For both urban and rural facilities, it’s death by a thousand cuts — there are also 2 percent Medicare sequestration cuts, created in 2013 after the country went over the “fiscal cliff,” and readmission penalties, in which hospitals with the highest readmission rates lose 3 percent of each payment, and which impact areas with a larger number of impoverished residents more acutely. A number of studies, including one published recently in the journal JAMA Internal Medicine, have shown that socioeconomic factors have more of an impact on readmissions than hospital performance.

“Patient characteristics not included in Medicare’s current risk-adjustment methods explained much of the difference in readmission risk between patients admitted to hospitals with higher (versus) lower readmission rates,” wrote the authors of the JAMA study. “Hospitals with high readmission rates may be penalized to a large extent based on the patients they serve.”

There is some hope on the horizon.
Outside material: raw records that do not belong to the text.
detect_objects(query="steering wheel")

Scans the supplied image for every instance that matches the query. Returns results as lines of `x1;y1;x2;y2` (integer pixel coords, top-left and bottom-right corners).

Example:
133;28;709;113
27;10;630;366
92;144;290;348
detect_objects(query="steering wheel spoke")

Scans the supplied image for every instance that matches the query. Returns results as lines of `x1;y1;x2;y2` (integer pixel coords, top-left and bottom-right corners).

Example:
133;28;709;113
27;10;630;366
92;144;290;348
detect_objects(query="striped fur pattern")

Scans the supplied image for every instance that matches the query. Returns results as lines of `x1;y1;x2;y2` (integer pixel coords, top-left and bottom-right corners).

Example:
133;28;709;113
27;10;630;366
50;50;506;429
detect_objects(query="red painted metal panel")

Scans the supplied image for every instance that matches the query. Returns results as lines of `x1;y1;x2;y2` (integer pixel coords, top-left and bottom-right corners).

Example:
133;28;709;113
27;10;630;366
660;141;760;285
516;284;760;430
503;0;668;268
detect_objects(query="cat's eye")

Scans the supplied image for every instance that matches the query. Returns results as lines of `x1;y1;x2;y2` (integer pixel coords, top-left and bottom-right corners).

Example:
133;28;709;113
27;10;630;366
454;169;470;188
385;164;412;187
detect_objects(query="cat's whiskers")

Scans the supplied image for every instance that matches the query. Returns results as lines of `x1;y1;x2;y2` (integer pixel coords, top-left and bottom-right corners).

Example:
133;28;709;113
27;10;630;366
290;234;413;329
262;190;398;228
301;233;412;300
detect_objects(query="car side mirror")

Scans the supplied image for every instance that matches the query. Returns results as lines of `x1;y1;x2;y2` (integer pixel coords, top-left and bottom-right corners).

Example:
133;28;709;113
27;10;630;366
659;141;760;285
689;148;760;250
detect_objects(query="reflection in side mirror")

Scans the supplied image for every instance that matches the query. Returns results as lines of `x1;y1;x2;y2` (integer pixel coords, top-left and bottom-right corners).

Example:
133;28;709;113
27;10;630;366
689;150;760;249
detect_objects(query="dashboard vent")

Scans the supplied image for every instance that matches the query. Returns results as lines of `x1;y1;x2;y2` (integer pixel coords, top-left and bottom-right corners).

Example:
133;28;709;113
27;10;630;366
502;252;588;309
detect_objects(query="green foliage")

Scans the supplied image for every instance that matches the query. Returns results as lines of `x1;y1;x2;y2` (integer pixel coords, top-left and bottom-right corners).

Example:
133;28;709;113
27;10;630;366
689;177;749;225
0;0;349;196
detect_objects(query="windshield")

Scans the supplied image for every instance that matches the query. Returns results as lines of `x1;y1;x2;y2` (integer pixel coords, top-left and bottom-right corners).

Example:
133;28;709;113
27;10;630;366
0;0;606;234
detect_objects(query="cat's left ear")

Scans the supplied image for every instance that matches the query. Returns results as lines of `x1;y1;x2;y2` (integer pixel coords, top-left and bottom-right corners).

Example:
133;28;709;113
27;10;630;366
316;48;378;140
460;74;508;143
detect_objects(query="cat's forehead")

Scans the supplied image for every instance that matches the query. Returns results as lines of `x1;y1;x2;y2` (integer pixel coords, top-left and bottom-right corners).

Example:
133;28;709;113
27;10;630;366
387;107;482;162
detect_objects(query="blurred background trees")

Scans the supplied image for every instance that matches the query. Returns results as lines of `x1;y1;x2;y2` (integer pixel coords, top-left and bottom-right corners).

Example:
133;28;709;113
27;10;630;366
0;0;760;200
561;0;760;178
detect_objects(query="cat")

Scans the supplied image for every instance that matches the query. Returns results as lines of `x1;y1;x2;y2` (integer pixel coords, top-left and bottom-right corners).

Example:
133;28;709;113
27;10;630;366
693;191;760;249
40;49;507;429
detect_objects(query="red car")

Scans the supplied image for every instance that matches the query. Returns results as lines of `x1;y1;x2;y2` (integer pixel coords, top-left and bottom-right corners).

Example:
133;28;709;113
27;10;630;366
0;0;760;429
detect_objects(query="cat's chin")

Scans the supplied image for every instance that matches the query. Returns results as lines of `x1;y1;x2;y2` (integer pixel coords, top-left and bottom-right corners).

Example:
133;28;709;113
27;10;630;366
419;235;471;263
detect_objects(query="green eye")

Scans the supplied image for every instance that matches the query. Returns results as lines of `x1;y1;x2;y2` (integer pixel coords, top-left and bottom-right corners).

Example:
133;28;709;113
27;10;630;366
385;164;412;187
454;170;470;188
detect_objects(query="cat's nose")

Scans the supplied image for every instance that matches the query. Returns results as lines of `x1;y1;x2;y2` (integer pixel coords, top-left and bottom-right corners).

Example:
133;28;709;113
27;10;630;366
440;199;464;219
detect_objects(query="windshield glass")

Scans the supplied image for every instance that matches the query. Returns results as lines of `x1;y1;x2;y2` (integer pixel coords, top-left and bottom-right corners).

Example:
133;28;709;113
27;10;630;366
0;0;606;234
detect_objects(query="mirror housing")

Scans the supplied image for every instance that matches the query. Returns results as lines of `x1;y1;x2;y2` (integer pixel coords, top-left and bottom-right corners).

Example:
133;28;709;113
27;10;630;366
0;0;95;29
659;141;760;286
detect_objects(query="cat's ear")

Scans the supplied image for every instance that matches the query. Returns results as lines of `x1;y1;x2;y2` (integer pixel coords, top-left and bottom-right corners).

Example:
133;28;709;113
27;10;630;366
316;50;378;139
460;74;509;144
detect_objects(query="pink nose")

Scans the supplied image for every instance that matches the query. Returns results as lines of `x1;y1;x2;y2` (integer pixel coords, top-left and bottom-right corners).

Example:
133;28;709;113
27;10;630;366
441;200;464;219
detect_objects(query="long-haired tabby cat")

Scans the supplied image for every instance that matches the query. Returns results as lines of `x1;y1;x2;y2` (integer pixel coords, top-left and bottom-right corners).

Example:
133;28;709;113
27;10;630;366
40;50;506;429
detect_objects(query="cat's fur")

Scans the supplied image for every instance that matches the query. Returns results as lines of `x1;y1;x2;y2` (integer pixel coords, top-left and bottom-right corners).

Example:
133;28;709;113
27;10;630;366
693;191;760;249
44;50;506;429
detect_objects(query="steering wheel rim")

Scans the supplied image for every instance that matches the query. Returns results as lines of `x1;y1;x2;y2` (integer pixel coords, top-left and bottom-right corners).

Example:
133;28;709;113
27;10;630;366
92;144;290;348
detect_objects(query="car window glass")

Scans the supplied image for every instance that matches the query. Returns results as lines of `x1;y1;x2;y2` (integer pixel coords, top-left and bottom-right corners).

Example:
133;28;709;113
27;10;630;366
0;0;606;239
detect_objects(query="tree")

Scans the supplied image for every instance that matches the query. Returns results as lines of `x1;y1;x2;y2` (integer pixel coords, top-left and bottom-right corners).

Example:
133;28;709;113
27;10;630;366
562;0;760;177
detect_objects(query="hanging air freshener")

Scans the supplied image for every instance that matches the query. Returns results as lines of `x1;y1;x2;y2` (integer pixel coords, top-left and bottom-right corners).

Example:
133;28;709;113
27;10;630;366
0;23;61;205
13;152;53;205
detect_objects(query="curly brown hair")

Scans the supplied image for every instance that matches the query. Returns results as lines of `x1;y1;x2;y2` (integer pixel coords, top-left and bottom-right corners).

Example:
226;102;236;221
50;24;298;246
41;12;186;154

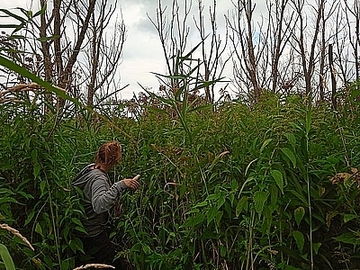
95;141;121;165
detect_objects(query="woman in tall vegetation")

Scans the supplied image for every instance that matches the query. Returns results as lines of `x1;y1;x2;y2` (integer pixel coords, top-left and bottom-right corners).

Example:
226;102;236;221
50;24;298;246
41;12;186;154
73;141;140;269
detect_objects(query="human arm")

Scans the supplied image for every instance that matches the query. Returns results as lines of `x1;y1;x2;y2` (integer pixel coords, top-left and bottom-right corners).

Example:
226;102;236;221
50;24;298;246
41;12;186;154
91;175;140;214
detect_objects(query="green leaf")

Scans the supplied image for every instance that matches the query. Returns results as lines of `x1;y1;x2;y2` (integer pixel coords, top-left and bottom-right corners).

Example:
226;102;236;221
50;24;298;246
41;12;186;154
344;214;358;223
35;222;44;236
206;206;218;226
215;211;224;226
313;243;321;254
270;170;284;194
236;196;248;217
334;232;360;245
292;231;305;251
285;133;296;149
280;147;296;168
181;212;205;227
254;191;268;215
294;206;305;227
0;244;15;270
260;139;272;153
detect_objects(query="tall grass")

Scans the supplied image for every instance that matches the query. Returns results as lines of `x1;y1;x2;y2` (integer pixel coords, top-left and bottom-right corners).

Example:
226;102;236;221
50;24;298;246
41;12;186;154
0;51;360;269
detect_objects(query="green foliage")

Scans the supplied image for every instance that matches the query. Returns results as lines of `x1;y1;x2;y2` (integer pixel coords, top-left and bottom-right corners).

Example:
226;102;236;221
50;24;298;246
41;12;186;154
0;9;360;269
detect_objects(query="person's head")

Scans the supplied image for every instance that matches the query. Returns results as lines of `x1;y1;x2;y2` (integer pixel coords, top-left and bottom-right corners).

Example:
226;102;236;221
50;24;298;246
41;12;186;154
95;141;121;169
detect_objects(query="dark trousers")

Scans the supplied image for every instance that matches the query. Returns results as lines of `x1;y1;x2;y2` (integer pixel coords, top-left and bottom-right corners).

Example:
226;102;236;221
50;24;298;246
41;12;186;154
81;231;122;269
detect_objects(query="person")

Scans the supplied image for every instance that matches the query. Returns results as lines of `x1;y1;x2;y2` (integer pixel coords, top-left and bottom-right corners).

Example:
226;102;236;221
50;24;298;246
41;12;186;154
72;141;140;269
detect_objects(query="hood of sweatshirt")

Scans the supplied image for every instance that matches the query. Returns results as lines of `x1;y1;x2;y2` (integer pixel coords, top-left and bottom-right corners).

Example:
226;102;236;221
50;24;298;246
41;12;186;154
72;163;98;188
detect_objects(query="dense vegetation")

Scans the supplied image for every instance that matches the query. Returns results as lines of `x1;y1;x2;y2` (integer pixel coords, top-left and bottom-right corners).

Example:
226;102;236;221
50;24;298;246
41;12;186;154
0;81;360;269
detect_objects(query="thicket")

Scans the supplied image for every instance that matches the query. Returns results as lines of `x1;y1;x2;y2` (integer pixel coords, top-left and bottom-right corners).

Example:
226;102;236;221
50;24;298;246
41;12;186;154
0;83;360;269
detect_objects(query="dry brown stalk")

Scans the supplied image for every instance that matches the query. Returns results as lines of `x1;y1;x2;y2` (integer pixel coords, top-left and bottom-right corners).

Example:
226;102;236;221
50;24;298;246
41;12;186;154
73;263;115;270
0;223;35;251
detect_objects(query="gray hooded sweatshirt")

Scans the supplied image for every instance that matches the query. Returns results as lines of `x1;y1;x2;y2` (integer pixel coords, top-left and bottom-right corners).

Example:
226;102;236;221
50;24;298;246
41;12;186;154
72;164;126;237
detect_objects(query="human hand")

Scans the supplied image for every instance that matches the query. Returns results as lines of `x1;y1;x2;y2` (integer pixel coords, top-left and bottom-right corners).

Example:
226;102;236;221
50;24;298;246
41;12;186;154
122;174;140;190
In March, the Establishing Beneficiary Equity in the Hospital Readmission Program Act of 2015 was introduced in both the U.S. Senate and the House of Representatives. The legislation would require the Centers for Medicare and Medicaid Services (CMS) to take the socioeconomic status of patients served by the hospital, as well as the proportion of patients eligible for both Medicare and Medicaid, into account when assessing readmission penalties.

“CMS has the ability to address that,” says Ellen Kugler, executive director of the National Association of Urban Hospitals, which has endorsed the bill. Raffoul says the leadership at his hospital has been aiming to reduce costs and improve care to soften the impact of the cuts. Last year, they brought in a consulting firm to find efficiencies, reducing labor and supply costs and finding $10 million in savings by looking at the hospital’s revenue cycle. The hospital also formed a committee that is looking at ways the facility can improve care for patients with hip and knee issues and reduce cases of sepsis. The hospital partners with outside groups, including home health care agencies and hospice care, to reduce readmissions. Raffoul says the facility has cut its infection rates in half and won a series of awards.